Her team jumped all the way in, and it paid off. "It was super fun because I was there from the start," says Adriana. "From the first line of code committed to now, years later. It really helped my confidence to be able to make decisions, to see everything grow, and to figure out that it's okay to make mistakes and to rewrite, to adapt, and to be constantly evolving."
"My technical skills have definitely grown because before I had never worked on a product that had such a scale. I never worked somewhere where we had to deal with hundreds of millions of requests a day or with huge databases," explains Adriana.
Now, being in charge of vital parts of this huge project, Adriana can look back and recognize the impact that taking on a big technical challenge with a growing team had on her self-confidence.
"I feel that now I could do anything," she says. "I could be part of any tech project, where before, I didn't have the confidence to think about myself that way. [That comes from] seeing how I could start a big, ambitious project and actually code it from beginning to end."

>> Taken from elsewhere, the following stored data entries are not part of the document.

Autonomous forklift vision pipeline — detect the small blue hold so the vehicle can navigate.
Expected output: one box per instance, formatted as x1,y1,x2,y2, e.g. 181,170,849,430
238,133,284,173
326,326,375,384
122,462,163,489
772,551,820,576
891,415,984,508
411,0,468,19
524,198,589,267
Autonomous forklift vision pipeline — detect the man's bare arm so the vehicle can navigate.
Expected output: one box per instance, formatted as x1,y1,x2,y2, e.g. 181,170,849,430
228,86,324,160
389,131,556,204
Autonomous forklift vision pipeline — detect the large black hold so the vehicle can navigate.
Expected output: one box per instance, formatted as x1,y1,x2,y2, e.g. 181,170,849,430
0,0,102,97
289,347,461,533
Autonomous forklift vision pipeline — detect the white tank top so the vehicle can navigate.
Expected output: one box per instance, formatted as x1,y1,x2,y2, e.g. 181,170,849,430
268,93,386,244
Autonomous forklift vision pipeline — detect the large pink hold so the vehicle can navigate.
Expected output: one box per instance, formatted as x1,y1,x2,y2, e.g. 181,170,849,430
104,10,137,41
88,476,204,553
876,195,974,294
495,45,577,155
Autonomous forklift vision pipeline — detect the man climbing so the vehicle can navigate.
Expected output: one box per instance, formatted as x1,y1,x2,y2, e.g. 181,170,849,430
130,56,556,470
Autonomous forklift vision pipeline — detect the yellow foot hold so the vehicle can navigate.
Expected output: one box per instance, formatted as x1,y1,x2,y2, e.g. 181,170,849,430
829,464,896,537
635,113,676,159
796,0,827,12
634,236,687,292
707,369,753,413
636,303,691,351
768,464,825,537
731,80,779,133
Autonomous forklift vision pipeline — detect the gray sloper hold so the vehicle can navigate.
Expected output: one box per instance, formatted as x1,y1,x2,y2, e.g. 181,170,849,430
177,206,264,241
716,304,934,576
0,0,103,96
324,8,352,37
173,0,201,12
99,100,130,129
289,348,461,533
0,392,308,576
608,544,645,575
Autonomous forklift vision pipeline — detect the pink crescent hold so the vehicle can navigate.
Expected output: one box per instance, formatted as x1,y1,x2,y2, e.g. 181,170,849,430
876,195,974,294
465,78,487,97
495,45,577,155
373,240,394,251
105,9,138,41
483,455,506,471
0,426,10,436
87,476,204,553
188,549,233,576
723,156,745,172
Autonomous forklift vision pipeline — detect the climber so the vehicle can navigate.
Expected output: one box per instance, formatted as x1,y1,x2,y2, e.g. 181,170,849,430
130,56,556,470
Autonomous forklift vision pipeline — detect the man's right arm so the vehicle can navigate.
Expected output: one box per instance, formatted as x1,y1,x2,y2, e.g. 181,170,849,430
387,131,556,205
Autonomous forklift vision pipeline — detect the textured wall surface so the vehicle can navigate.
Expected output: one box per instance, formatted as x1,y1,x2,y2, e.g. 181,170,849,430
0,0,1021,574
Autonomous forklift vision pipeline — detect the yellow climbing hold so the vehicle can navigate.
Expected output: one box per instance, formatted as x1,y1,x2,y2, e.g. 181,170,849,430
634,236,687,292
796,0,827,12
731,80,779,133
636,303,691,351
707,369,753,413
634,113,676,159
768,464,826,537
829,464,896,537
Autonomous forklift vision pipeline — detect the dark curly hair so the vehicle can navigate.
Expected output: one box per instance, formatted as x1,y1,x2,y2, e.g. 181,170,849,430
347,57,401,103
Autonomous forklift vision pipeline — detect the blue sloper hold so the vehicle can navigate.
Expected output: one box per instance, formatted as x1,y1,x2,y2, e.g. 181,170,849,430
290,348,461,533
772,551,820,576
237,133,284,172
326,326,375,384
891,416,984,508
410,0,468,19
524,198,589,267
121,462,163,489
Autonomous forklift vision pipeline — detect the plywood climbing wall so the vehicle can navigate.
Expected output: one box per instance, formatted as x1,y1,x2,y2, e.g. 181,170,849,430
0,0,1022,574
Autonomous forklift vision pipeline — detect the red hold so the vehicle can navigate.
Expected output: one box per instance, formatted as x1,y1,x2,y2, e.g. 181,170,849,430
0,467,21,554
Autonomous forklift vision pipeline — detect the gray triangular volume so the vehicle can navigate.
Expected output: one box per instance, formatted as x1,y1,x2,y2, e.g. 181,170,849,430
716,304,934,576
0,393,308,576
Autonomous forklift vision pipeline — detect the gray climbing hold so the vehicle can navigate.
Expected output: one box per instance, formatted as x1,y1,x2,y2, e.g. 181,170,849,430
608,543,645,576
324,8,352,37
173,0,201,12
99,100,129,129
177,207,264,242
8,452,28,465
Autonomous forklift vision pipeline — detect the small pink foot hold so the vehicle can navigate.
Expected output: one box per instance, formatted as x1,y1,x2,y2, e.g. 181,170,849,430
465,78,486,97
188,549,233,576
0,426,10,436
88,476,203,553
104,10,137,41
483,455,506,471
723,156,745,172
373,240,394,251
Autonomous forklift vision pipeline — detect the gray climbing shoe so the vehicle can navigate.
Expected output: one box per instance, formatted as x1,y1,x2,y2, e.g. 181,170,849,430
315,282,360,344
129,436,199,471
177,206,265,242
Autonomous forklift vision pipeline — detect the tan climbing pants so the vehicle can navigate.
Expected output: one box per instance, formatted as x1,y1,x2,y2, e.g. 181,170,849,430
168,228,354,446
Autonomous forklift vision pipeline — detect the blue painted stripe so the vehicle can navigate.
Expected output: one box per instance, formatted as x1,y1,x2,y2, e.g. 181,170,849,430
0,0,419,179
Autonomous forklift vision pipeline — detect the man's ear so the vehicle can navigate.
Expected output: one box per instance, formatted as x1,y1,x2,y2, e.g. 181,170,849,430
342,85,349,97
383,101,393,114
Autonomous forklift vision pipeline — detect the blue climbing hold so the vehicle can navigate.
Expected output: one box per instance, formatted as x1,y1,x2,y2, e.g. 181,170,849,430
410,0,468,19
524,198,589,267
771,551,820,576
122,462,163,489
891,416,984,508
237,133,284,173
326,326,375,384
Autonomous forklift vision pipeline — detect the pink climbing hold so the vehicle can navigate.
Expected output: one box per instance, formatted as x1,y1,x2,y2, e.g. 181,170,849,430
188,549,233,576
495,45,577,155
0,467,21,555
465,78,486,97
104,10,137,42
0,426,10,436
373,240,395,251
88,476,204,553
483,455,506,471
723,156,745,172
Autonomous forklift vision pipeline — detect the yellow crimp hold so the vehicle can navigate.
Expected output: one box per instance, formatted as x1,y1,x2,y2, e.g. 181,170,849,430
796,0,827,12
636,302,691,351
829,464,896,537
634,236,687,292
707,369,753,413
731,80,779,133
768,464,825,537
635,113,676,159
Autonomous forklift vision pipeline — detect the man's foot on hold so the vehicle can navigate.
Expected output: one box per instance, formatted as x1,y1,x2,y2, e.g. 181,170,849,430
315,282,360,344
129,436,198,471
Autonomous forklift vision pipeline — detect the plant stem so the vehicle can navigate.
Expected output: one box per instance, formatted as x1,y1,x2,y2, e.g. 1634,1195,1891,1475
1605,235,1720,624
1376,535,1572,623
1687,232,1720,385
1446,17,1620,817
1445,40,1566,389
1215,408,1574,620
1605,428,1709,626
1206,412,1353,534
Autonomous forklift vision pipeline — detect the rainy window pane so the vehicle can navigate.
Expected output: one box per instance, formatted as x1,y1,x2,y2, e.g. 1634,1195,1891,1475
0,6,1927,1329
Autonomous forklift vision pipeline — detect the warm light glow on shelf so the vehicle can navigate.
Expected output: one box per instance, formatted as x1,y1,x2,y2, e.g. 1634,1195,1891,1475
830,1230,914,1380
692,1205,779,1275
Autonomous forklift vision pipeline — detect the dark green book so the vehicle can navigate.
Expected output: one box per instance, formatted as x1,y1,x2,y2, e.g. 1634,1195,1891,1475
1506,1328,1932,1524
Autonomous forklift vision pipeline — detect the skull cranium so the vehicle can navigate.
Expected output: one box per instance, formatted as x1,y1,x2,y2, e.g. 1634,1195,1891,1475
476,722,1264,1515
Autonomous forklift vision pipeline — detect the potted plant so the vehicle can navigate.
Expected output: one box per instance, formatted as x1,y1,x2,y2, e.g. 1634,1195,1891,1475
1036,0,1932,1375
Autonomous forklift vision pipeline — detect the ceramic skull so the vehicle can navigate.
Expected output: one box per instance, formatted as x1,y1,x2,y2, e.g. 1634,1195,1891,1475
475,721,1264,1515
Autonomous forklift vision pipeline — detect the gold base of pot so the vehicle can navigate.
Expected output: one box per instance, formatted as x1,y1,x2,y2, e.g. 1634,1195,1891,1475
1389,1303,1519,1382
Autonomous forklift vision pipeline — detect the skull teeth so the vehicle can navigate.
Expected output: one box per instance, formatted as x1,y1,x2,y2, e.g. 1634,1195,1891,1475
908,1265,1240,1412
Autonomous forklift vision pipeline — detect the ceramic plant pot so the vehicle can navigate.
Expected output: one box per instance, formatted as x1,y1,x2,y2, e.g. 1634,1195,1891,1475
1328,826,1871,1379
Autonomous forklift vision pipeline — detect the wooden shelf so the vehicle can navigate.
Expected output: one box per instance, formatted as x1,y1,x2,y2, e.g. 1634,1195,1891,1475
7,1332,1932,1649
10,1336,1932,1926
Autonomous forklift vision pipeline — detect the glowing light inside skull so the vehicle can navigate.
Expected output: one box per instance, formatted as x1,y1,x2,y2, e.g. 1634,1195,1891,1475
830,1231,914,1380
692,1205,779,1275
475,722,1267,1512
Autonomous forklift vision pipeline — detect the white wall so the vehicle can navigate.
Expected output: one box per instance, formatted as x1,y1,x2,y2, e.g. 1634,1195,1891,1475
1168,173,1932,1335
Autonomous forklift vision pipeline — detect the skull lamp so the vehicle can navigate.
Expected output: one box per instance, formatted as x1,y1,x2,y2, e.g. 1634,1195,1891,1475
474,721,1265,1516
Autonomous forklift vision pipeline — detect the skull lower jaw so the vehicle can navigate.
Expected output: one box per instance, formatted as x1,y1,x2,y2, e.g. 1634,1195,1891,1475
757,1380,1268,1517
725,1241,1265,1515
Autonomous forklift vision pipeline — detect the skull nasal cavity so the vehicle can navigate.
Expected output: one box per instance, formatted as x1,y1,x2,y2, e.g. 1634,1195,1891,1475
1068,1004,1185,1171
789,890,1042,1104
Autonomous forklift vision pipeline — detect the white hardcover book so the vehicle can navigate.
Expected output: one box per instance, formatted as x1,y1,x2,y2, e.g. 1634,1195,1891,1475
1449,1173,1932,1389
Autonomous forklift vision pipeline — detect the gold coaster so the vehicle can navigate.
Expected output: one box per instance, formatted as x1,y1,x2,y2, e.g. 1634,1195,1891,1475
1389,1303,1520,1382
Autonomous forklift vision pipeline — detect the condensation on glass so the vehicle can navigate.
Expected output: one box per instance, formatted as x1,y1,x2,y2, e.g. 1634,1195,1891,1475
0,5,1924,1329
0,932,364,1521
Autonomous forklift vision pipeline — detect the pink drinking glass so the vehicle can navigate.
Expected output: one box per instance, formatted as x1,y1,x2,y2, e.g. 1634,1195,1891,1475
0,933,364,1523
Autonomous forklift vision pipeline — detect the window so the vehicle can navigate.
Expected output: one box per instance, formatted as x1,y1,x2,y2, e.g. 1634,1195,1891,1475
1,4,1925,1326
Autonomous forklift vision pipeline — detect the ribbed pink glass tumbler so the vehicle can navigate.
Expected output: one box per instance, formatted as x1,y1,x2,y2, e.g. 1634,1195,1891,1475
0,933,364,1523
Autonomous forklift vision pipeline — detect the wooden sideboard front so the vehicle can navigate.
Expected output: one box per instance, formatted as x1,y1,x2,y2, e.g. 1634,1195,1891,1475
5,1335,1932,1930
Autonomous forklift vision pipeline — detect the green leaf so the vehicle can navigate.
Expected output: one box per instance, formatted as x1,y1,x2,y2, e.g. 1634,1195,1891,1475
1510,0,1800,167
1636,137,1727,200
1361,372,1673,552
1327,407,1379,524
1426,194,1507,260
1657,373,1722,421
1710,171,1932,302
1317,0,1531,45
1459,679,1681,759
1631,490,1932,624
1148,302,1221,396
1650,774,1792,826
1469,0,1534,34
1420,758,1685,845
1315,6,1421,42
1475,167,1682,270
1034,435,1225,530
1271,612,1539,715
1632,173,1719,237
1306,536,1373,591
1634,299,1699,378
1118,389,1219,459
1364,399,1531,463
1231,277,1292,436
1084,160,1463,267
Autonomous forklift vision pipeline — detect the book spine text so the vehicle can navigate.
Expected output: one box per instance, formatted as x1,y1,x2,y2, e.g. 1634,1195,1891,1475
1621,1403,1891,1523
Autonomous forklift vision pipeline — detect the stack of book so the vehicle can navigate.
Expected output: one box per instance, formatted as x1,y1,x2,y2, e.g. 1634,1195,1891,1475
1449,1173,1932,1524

3 tips for making the most out of growth opportunities
If you find yourself in a situation similar to Adriana's, whether that's experiencing growth on your team, joining a new company, or facing a new, challenging project, here's what she recommends you do:
- Get to know your team and understand its dynamics. "Whenever someone joins the team, the team dynamic changes," she says. "Sometimes it's very easy, sometimes you need to adapt." Pre-pandemic, she and her Plex colleagues kept up with that dynamic by meeting up for in-person off-sites at least twice a year. "When you get together with your small team in a foreign city for a week, you have time to talk about everything and to bond, and those have really helped us a lot," she says. They took those meetups online this last year, and while some of the magic is definitely missing, says Adriana, "a week of not coding and hanging out and talking still helps."
- Be patient with yourself if you feel overwhelmed. "A lot of people feel like they're not good enough or don't have enough experience and that's just not true. That's how everyone feels," says Adriana. That's especially true if you're trying on different technical skill sets to find the ones you like best, she adds. "Personally, I switched languages a bunch of times until I finally figured out what I like. I think it's hard to figure out without trying," she says.
- If you're not getting the opportunities you want in your current situation, seek them out. "If you're unhappy, you know, [gather] some courage and apply for whatever your dream job is," says Adriana. "If you're hardworking and you like it and you're into coding, I'm sure it's going to work out."